Впрочем, о его жизни в старших классах рассказывать особенно нечего. Учился он в частной спортшколе префектуры Тиба. Мог бы, конечно, поступить и куда-нибудь попрестижнее, но именно в этой школе были самые выгодные для него условия; бесплатная учеба и общежитие с талонами на трехразовое питание. Очень скоро он стал сильнейшим в школьной сборной по дзюдо, между тренировками учился (в спортшколе можно учиться вполсилы, но все равно получать хорошие отметки), а по выходным с приятелями по секции подрабатывал каким-нибудь физическим трудом. Все три последних года школы слились у него в одно воспоминание — постоянно, с утра до вечера он занят по уши. Развлекался нечасто, близких друзей не завел. Терпеть не мог муштру и дурацкие правила, которые насаждались в школе. С приятелями-дзюдоистами держался приветливо, хотя никогда не знал, о чем говорить. Да и в дзюдо, если честно, много души не вкладывал. Просто понимал, что успехи на татами — залог выживания, и тренировался изо всех сил, воспринимая спорт как работу. Три этих года он мечтал только об одном: как можно скорее выйти из школьных стен и начать более достойную жизнь.

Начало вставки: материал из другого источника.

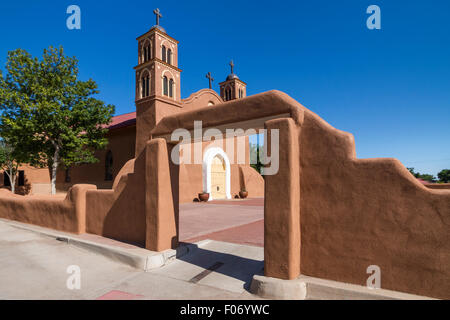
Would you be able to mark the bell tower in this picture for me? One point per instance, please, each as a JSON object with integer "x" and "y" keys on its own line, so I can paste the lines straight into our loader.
{"x": 158, "y": 91}
{"x": 232, "y": 88}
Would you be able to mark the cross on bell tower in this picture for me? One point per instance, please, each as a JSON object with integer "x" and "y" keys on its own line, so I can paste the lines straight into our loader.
{"x": 158, "y": 79}
{"x": 210, "y": 78}
{"x": 232, "y": 88}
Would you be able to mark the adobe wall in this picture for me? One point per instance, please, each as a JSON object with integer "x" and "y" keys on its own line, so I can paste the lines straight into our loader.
{"x": 351, "y": 213}
{"x": 55, "y": 212}
{"x": 361, "y": 212}
{"x": 119, "y": 213}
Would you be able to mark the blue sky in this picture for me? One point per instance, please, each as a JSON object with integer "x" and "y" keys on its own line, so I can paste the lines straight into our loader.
{"x": 389, "y": 87}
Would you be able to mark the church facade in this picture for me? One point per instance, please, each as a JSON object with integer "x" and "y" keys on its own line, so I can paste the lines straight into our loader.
{"x": 222, "y": 172}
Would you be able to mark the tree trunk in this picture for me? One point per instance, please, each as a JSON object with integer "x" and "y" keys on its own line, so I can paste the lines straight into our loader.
{"x": 12, "y": 179}
{"x": 11, "y": 172}
{"x": 54, "y": 169}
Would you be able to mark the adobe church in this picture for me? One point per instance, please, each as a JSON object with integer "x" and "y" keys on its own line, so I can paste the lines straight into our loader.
{"x": 158, "y": 94}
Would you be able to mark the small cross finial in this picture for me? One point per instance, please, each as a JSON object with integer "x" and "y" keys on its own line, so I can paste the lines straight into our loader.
{"x": 158, "y": 15}
{"x": 208, "y": 75}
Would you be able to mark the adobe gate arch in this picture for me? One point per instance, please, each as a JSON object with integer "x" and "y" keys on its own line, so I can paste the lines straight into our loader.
{"x": 282, "y": 190}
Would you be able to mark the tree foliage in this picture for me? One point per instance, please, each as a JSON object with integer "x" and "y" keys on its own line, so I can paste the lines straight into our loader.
{"x": 9, "y": 162}
{"x": 48, "y": 113}
{"x": 444, "y": 176}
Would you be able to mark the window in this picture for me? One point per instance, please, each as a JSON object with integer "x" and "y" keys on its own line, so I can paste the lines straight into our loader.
{"x": 21, "y": 181}
{"x": 171, "y": 88}
{"x": 165, "y": 86}
{"x": 149, "y": 53}
{"x": 145, "y": 86}
{"x": 146, "y": 51}
{"x": 163, "y": 53}
{"x": 169, "y": 56}
{"x": 6, "y": 181}
{"x": 228, "y": 94}
{"x": 108, "y": 166}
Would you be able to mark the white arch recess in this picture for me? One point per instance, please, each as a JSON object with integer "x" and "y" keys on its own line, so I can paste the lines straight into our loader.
{"x": 207, "y": 162}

Но и поступив в университет, продолжил заниматься дзюдо. Потому что льготы для обучения в вузе предлагались те же: будешь успевать в спорте — предоставим и общежитие, и скромное, но регулярное питание. Ему даже выплачивали небольшую стипендию, но, поскольку на самостоятельную жизнь этих денег все равно не хватало, приходилось тянуть спортивную лямку и дальше. Хотя факультет его был, понятно, математический. По основной специальности Тэнго успевал отлично, и старший преподаватель советовал ему всерьез подумать об аспирантуре. Однако к третьему-четвертому курсам его интерес к академической науке стал затухать. То есть математику Тэнго любил по-прежнему, но делать на ней карьеру совсем не хотелось. Так же и с дзюдо. На любительском уровне он лидировал, но чтобы посвятить этому жизнь, ему не хватало ни квалификации, ни целеустремленности. И он сам это прекрасно понимал.

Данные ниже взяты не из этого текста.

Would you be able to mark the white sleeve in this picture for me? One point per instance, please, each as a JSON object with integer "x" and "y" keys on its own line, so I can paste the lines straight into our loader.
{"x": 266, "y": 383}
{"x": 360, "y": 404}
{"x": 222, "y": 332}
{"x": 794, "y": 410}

Страсть к науке прошла, а впереди замаячили выпускные экзамены, и стимул заниматься дальше дзюдо исчез. Чему себя посвятить, какую дорогу выбрать, Тэнго перестал понимать окончательно. Его жизнь словно утратила организующий стержень. И хотя никакого внятного сценария в ней не замечалось и прежде, до этих пор кто-то верил в Тэнго, чего-то от него ожидал, и его жизнь вертелась по-своему энергично. Но теперь, когда верить и ждать перестали, о парне по имени Тэнго даже рассказать стало нечего. Без жизненной цели, без друзей, он дрейфовал в абсолютном покое, как парусник в штиль, не способный двинуться с места.

В студенчестве он не раз встречался с девчонками, худо-бедно приобщился к сексу. Ни галантностью, ни общительностью Тэнго не отличался, развлекать интересными беседами не умел. Вечно ходил без денег, одевался невзрачно. И все же была в нем изюминка, привлекавшая определенный тип женщин, — примерно так же, как тех или иных бабочек манят конкретные цветы. И притом очень сильно.

Эту особенность Тэнго начал замечать за собой лет с двадцати (тогда же, когда стало угасать его увлечение математикой). Безо всяких усилий с его стороны рядом постоянно оказывались женщины, которые сами шли на сближение. Эти женщины страстно желали разделить с ним постель — или, по крайней мере, были не против. Поначалу их поведение здорово сбивало с толку. Но со временем Тэнго уловил, в чем его особый дар, научился им пользоваться — и с тех пор недостатка в партнершах у него не было. Вот только полюбить таких женщин всем сердцем ему не удавалось никак. Отношения с ними всегда ограничивались встречей-другой и заканчивались постелью. Взаимное заполнение пустоты. Как это ни удивляло его самого, ни одной женщине, которая распахивала перед ним душу, он не смог ответить взаимностью.

Обо всем этом Тэнго рассказывал застывшему в беспамятстве отцу. Сначала медленно, подбирая слова. Но постепенно его голос окреп, а к концу истории в нем и эмоции проступили. Даже об интимном он старался говорить как можно честнее. Теперь больше нечего стыдиться, понимал он. А отец все лежал лицом к потолку — и за весь рассказ Тэнго не пошевелил ни пальцем. Даже слабое дыхание старика не сбилось ни на секунду.